Cal-Maine Foods revealed a return to paying a, small, dividend despite a 7.0% fall in earnings after feed prices, while now on a downward trend, proved "high" over the summer.
The world's biggest egg producer unveiled a dividend of 6.8 cents per share for the June-to-August period, the first quarter of its fiscal year, as it reported earnings of $8.76m for the period.
While below the $9.42m the group reported a year before, the earnings represented an improvement on the $3.8m loss unveiled for the March-to-May period, when Cal-Maine - which bases its dividends strictly on quarterly financial performance - scrapped a payout for the first time since 2009.
"Our operations have run well this summer," said Dolph Baker, the Cal-Maine chairman and chief executive.
'High grain prices'
Mr Baker added that he was "pleased" with the group's sales for the quarter, which rose 17.1% to $319.5m, boosted by takeovers, price rises, and a small increase in volumes of premium eggs.

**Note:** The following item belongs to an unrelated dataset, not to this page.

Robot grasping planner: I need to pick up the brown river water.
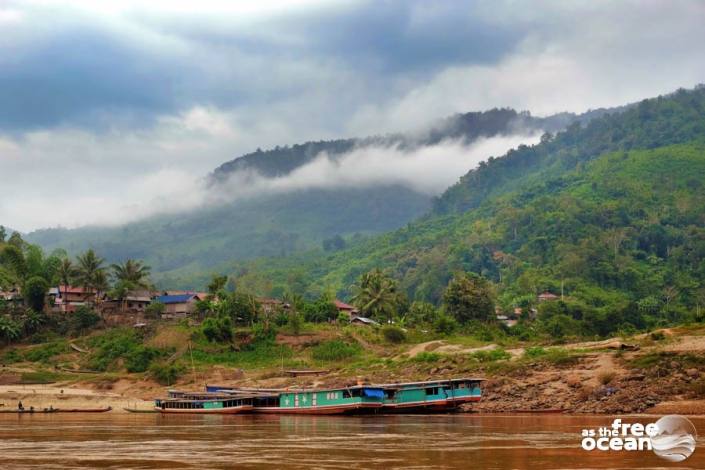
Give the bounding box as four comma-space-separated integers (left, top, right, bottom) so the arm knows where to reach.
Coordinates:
0, 413, 705, 469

Cal-Maine Foods was "well-positioned" to exploit "growing demand for specialty eggs", he said, adding that the group would "continue to focus on enhancing our product mix with a full complement of conventional, cage-free, organic and nutritionally enhanced eggs".
However, Mr Baker also highlighted that the group's production costs rose to the equivalent of 3.4 cents per dozen, an increase of 6.7%, thanks to stubbornly higher grain costs.
"Market prices for grain have remained high through the first quarter," he said.
'Lower feed costs'
Mr Baker added that Cal-Maine Foods was "encouraged by the favourable growing conditions this summer, which have improved the yield of this year's corn and soybean crops.
"As a result, prices have already come down from the previous high levels and we expect to incur lower feed costs for the remainder of fiscal 2014."
The group's earnings for the latest quarter equated to $0.36 per share, bang in line with Wall Street expectations.